Les idées et les applications des systèmes non linéaires, quelquefois chaotiques, se sont répandues dans plusieurs disciplines et ont donné un caractère universel à cette grille nouvelle de lecture de l'Univers. L'impact de cette dernière sur un grand nombre de disciplines est considérable. Qu'il s'agisse de défrichage ou d'études détaillées, il n'est guère de science fondamentale ou appliquée qui reste étrangère aux outils et aux idées des systèmes non linéaires : physique (astrophysique, physique quantique, électromagnétisme, mécanique, ?), chimie, biologie, médecine, économie, sciences de l'ingénieur font partie des sciences concernées.
Il est remarquable que des systèmes structurellement simples puissent exhiber une profusion de comportements compliqués et que, réciproquement, le comportement de systèmes complexes puisse être décrit avec une simplicité inattendue. L'identification et la description de l'évolution d'un système donné est à l'origine de recherches soutenues, de progrès importants et d'applications d'intérêt général élevé. L'essor de ce domaine est soutenu par la sagacité des théoriciens et les possibilités de calcul sans cesse accrues des ordinateurs, ou des réseaux d'ordinateurs.
Objectif pédagogique
Ce cours vise à faire connaître et à mettre au travail, à un niveau plutôt élémentaire, les concepts fondamentaux et quelques applications de la théorie des systèmes dynamiques non-linéaires. L'ensemble aboutit naturellement au chaos et aux phénomènes associés en faisant émerger, au passage, un grand nombre de concepts unificateurs et transdisciplinaires : chaos, bifurcations, fractales, attracteurs, stabilité, espace des phases, sensibilité aux conditions initiales, contrôle et prédiction etc. Il sera ainsi possible de préciser la dynamique qualitative d'un système qui se prête mal à l'analyse quantitative détaillée.
Objectif de formation
Il s'agit d'être capable, en situation, d'identifier la structure d'un système, au-delà des diversités de ses réalisations ; par exemple reconnaître que les équations régissant tel laser et tel écoulement hydrodynamique sont identiques et tout à fait générales ; toute expérimentation sur un système est dès lors " traduisible " en termes de l'autre, ce qui ouvre la possibilité de choisir l'expérimentation physique la plus simple à réaliser. La structure identifiée, il s'agira aussi et surtout de savoir choisir et de savoir utiliser les outils méthodologiques généraux permettant l'étude pratique de ce système.

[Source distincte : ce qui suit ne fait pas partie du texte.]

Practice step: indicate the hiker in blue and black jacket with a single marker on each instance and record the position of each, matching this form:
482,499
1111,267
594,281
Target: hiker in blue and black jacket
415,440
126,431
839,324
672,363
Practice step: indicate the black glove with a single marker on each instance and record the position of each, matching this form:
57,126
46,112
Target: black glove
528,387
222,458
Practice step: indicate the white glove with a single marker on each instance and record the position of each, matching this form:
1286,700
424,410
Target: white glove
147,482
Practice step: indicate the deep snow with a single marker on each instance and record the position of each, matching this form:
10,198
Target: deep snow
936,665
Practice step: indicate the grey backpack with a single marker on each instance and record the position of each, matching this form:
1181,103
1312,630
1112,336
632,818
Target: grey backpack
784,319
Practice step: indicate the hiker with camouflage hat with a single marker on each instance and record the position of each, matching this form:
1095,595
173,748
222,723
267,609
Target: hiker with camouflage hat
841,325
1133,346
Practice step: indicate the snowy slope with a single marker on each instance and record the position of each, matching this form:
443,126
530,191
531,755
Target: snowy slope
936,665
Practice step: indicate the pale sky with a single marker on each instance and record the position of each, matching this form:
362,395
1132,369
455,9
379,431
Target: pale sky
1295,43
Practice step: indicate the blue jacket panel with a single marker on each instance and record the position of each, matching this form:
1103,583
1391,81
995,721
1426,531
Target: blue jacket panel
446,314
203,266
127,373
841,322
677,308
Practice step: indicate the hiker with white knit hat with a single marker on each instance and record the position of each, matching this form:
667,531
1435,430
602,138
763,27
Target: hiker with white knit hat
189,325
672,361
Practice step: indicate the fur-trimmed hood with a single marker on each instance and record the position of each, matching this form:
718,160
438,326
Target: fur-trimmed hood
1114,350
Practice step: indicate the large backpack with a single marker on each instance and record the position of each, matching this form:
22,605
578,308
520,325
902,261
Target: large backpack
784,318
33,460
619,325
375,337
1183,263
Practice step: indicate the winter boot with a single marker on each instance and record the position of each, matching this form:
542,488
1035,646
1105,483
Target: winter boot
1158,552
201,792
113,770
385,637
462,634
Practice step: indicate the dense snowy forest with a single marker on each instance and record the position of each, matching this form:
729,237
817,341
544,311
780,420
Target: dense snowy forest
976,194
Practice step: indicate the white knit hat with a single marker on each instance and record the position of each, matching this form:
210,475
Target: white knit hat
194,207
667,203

Quelques autres mots-clés (en vrac) :
Chaos et cosmos, perte de prédictibilité, dimensions non entières, oscillateurs, perturbations, continu et discret, climat, solitons, espace des phases, sections de Poincaré, entropies, automates cellulaires, populations, épidémiologie, déterminisme, crises, universalité, aperçus épistémologiques, transitions de phase ?,
Séances 1 et 2 : Quelques exemples élémentaires
Du linéaire au non linéaire, de la stabilité à l'instabilité.
Premiers exemples : pendules, proies et prédateurs, cinétiques.
Séance 3 et 4 : Généralisations, concepts opérationnels
Sections de Poincaré, attracteurs réguliers ou étranges, dimensions, bifurcations et codimensions, autosimilarité, fractales.
Séance 5 : Présentation de cas
Présentation de projets : par exemple croissance, système mécanique, réseaux de neurones, épidémiologie, astrophysique, solitons, circuits électriques, ? Présentation de réalisations antérieures d'étudiants.
Séance 6 et 7 : Travaux personnels encadrés
TD devant ordinateurs (voir plus bas) : préparation (encadrée) du travail personnel.
Séance 8 : Outils méthodologiques généraux
Méthodes mathématiques d'analyse.
Séances 9 et 10 : Mises en commun et discussions
Présentation des travaux. Bilans.
Niveau requis : Cours de niveau CPGE. Rudiments de calcul scientifique
Modalités d'évaluation : Dix séances de trois heures chacune : Six séances de cours, deux séances de TD et deux séances de présentation de travaux personnels encadrés.